Pesquisa recente realizada com grupos comunitários, indígenas, extrativistas e agricultores em projetos de assentamento, aponta que, da totalidade dos entrevistados, 51 foram abordados por investidores em créditos de carbono. A maioria manifestou insegurança, e a necessidade de obtenção de mais informações, antes de firmar parcerias, ressaltando que a demarcação de seus territórios seria a prioridade e forma mais eficiente de combate ao desflorestamento.
Termos e expressões como, precificação da floresta em pé, valoração de serviços ambientais ou ecossistêmicos, títulos verdes, passivo ambiental e certificados que permitem sua compensação. Essas palavras estiveram no vocabulário do mercado financeiro e de empresas, na COP30. Somaram-se, a isso tudo, os projetos de restauração de áreas degradadas e de transição energética.
Fora do espaço de negociação entre governos e empresas, estiveram os moradores das florestas dos nove países da bacia amazônica que tiveram, como reivindicação principal, a demarcação de territórios, a titulação e o reconhecimento legal de áreas de proteção.
Foram demandas antigas sobre a homologação de áreas de floresta aos indígenas, ribeirinhos e quilombolas que apresentaram baixos índices de desmatamento, diferente das terras públicas devolutas, sem qualquer destinação.
Sob a argumentação de escassez de recursos para preservação das florestas tropicais nos países mais pobres e em desenvolvimento, o governo do Brasil apostou no TFFF, sigla em inglês para o que significa “Fundo Florestas Tropicais para Sempre”.

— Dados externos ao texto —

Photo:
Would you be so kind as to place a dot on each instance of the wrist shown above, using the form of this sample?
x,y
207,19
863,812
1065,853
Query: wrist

A justificativa, para a sua criação, é a da não dependência de doações que seriam intermitentes, sujeitas a interrupções. A tese é apostar na rentabilidade do fundo enquanto fonte perene de recursos voltados à manutenção das florestas tropicais do planeta, em pé.

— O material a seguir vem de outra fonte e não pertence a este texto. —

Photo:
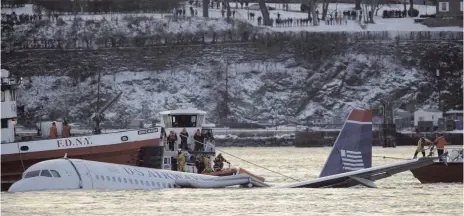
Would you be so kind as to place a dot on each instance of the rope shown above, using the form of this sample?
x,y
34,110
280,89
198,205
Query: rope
x,y
385,157
257,165
246,161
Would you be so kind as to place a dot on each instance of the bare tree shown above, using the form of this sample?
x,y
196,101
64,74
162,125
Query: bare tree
x,y
312,5
205,8
264,12
358,5
325,8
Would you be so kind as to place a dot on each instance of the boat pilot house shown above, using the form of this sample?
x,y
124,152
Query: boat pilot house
x,y
187,136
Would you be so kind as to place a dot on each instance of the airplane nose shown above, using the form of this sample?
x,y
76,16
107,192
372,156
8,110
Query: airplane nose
x,y
17,187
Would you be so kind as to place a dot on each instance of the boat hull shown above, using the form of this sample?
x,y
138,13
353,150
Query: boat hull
x,y
127,153
439,172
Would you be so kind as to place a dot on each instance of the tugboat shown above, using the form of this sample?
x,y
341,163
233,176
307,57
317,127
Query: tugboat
x,y
191,119
449,172
122,147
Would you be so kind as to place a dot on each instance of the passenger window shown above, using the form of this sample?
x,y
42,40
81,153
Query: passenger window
x,y
32,174
46,173
55,173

Para o TFFF ser atrativo e de baixo risco para os investidores privados, os governos interessados na preservação de florestas tropicais foram incentivados a aportar e investir. Tais aportes de recursos governamentais foram em volume suficiente para encorajar o setor privado afazer o mesmo.
A rentabilidade do fundo remunera, em primeiro lugar, os governos e empresas que investiram, e, do saldo restante, 80% destinam-se aos governos dos países com florestas que comprovaram a redução da derrubada, no ano anterior. Os outros 20%, diretamente, foram direcionados às populações tradicionais e indígenas.

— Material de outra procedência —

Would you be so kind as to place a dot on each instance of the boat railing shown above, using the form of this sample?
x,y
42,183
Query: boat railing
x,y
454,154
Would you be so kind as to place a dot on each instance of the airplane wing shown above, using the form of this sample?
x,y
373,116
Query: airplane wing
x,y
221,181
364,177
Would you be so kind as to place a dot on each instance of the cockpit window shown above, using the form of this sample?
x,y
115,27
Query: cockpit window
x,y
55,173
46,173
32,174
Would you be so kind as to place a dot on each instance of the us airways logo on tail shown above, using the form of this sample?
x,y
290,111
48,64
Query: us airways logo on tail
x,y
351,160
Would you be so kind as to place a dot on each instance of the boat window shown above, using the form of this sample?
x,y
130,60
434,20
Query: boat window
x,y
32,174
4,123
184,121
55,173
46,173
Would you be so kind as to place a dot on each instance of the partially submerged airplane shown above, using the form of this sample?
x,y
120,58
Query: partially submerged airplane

Países com florestas são soberanos para decidirem no que investir, mas espera-se que, preferencialmente, direcionem recursos para políticas de combate às mudanças climáticas. Moradores das florestas, da mesma forma, têm autonomia para usar sua fração.
A rentabilidade do “Fundo Florestas Tropicais para Sempre” depende de condições de mercado favoráveis e de investimentos de baixo risco, atrativos aos investidores privados e aos mecanismos de monitoramento do desmatamento, que sejam seguros.
Mas, a permanência do “TFFF” e de sua credibilidade depende do atendimento das demandas dos povos que vivem nas florestas.
Assentar, demarcar e titular são condições para o apaziguamento de conflitos fundiários com redução do desmatamento.
Que as soluções de mercado não posterguem as dívidas sociais pendentes de soluções simples, e que a COP 30 seja reconhecida, por “mutirão” de atores públicos, privados e do terceiro setor, que ouviu dos povos originários e tradicionais suas alternativas e soluções de como lidar com os desafios climáticos e com a preservação das florestas.
Advogada especializada em empreendimentos comunitários e biodiversidade.